“Pooh! Who is likely to steal it?”
“Any one of the niggers who are always hanging about the gateway. I often feel a bit nervous about my gun and other tackle. Let’s hang it up here over the other things. It will help to make quite a trophy.”
This was done, the handsome tulwar being suspended from a nail facing the window of their sitting-room, opening out on to a terrace-like veranda, the sleeping-chambers of the two officers being on either side.
“Safe enough there,” said Wyatt, standing back to admire the handsome weapon.
“Quite,” replied Dick; “not much chance for any one to get by the sentries.”
That evening closed in thick and dark, with a peculiar murkiness and heat in the air. It was as if the clouds had sunk low down towards the earth, and a strange feeling of oppression troubled the occupants of the room, which they shared in common.

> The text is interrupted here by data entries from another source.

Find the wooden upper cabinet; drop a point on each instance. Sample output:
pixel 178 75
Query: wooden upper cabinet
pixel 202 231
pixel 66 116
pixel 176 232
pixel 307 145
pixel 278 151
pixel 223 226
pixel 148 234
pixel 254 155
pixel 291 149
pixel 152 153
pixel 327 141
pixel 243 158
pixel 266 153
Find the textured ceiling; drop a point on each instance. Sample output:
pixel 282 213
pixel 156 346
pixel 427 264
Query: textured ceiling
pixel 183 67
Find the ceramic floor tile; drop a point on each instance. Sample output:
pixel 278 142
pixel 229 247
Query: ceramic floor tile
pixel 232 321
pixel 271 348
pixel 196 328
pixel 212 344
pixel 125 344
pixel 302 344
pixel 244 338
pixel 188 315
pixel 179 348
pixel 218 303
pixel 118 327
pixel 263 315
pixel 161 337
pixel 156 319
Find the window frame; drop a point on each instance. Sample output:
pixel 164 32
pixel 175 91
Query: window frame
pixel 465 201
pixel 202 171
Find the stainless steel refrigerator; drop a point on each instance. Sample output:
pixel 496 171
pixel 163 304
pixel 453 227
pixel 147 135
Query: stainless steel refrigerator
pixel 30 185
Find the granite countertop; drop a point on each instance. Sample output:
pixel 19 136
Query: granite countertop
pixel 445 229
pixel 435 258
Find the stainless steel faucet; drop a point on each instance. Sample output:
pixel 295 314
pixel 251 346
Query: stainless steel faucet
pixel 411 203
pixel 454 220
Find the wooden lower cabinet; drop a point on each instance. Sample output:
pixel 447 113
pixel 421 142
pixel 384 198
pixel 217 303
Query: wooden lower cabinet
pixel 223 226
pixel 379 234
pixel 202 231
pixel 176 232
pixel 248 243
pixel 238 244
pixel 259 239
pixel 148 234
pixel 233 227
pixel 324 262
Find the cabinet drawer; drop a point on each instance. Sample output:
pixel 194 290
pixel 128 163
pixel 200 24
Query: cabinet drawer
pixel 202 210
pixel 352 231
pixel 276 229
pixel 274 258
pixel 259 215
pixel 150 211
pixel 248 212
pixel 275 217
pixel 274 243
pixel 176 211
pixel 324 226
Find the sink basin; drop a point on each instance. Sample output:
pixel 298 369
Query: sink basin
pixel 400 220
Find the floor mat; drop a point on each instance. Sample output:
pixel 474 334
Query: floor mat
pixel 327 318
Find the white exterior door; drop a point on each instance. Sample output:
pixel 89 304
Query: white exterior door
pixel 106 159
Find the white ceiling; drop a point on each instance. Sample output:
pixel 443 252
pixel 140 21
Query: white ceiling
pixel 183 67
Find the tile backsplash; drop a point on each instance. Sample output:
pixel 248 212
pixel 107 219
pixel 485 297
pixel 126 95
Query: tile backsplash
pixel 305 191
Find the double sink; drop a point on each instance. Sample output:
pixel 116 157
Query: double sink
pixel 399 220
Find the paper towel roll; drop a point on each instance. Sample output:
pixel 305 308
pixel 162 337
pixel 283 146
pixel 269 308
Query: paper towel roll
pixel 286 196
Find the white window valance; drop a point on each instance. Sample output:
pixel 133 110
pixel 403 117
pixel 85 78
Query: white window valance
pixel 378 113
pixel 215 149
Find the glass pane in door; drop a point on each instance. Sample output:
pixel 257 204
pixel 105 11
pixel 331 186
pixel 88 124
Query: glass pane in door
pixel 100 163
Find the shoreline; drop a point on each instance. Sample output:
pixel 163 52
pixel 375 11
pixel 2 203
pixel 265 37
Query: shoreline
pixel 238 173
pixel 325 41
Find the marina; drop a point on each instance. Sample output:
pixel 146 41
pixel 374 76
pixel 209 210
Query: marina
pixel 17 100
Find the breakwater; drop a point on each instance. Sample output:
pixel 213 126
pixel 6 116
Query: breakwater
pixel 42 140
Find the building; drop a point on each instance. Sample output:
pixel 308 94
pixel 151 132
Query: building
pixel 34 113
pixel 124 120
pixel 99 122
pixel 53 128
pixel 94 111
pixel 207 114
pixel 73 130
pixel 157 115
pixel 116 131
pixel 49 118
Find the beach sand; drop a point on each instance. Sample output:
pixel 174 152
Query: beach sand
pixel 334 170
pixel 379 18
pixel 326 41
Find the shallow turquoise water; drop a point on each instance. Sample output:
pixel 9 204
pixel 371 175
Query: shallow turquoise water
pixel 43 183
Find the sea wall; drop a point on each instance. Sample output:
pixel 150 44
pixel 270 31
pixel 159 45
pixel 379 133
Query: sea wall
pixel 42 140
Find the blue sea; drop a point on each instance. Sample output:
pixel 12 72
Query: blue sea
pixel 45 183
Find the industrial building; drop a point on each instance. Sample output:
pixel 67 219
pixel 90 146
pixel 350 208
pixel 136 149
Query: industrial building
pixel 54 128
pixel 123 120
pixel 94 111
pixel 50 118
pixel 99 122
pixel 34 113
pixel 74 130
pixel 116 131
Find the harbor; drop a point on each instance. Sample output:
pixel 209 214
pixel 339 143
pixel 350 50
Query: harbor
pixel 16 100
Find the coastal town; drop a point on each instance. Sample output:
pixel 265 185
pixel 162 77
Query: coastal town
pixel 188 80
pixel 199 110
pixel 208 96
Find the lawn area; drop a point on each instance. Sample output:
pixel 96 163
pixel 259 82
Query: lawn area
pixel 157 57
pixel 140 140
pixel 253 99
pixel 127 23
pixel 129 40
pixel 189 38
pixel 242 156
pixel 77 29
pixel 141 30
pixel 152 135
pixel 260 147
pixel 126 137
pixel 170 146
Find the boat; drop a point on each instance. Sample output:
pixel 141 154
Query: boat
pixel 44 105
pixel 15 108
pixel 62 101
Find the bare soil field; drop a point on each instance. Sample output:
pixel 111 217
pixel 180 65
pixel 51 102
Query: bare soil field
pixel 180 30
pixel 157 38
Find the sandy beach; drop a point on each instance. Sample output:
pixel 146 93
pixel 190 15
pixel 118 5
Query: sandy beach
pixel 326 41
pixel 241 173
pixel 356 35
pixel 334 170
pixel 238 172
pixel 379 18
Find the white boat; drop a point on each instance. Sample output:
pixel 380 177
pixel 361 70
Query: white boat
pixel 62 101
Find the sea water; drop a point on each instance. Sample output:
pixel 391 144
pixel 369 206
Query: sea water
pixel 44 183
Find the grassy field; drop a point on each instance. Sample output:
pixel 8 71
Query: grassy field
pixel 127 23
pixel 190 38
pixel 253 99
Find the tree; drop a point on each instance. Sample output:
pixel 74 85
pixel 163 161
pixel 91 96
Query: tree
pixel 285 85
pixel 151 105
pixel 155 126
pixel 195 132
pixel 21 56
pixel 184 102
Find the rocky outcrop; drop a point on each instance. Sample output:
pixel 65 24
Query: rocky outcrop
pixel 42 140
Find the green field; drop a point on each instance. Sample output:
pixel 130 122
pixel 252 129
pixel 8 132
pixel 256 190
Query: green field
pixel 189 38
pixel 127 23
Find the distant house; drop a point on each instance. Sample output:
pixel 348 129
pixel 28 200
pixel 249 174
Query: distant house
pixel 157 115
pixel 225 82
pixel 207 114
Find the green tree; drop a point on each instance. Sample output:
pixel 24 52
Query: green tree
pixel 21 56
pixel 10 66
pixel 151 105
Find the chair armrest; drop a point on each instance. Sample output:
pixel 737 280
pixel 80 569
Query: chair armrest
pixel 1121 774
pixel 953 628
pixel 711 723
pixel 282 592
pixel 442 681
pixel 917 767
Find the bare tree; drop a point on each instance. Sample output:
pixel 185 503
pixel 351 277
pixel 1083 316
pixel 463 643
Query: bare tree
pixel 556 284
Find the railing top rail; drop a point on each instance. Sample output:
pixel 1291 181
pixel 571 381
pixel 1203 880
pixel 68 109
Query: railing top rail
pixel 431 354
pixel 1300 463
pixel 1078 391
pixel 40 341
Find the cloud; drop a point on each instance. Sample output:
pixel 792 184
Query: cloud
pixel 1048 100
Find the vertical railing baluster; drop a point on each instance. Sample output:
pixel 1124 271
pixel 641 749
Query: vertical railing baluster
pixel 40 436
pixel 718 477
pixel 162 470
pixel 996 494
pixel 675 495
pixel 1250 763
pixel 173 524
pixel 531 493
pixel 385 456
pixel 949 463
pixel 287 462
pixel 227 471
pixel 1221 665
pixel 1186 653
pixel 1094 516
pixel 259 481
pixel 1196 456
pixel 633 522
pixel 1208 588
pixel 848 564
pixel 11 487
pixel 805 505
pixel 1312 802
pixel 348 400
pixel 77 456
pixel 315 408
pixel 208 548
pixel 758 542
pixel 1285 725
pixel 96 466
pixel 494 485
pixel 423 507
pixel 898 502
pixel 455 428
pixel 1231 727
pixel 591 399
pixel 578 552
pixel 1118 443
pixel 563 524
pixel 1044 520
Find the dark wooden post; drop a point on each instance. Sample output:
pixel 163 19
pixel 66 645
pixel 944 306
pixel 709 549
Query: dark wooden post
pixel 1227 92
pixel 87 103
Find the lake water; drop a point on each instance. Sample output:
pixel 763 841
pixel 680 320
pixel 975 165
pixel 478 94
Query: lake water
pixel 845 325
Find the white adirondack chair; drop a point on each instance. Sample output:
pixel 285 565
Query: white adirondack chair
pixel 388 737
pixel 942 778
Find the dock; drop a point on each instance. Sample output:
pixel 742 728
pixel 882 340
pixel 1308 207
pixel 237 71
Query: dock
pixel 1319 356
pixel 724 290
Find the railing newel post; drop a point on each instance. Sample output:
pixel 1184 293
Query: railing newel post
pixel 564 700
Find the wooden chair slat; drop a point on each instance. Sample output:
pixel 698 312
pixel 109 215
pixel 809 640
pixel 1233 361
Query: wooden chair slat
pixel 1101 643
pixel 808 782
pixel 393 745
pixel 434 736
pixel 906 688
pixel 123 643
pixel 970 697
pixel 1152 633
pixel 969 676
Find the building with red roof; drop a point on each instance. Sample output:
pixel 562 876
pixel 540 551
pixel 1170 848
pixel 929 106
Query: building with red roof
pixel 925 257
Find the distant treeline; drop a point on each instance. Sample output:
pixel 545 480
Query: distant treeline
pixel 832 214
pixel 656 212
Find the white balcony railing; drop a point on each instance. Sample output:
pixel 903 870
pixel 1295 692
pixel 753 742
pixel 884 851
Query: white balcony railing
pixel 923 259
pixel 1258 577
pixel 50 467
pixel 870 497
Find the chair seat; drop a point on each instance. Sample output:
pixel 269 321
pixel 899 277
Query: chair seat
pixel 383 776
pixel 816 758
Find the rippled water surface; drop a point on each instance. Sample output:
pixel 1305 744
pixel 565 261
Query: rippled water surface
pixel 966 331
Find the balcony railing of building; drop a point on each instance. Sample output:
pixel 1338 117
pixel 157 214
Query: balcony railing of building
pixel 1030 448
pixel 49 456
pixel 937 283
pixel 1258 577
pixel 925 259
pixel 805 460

“Wonder how that lamp managed to get here,” said Wyatt as he lay back in a cane chair smoking, and as he moved slightly when he spoke the chair creaked in a peculiar way.
Dick turned himself lazily to stare at the old-fashioned sperm-oil lamp, with its ground-glass globe, and watched some of the many moths and flies, attracted by the light, commit suicide before he replied slowly:
“Present for the old Rajah, perhaps, sent up from Calcutta.”
“Likely enough,” growled Wyatt; “and I wish the new Rajah had sent it back before we came. Abominable thing. It’s never properly trimmed, and the oil they use doesn’t suit it, so that it always smells. And look at that great moth.—Go it, stupid! There, I thought so. There you are, singed and roasted, and you nearly put out the light. Now, why couldn’t that idiotic thing have contented itself with flying about in the soft darkness, instead of diving down that hot chimney on to the flame?”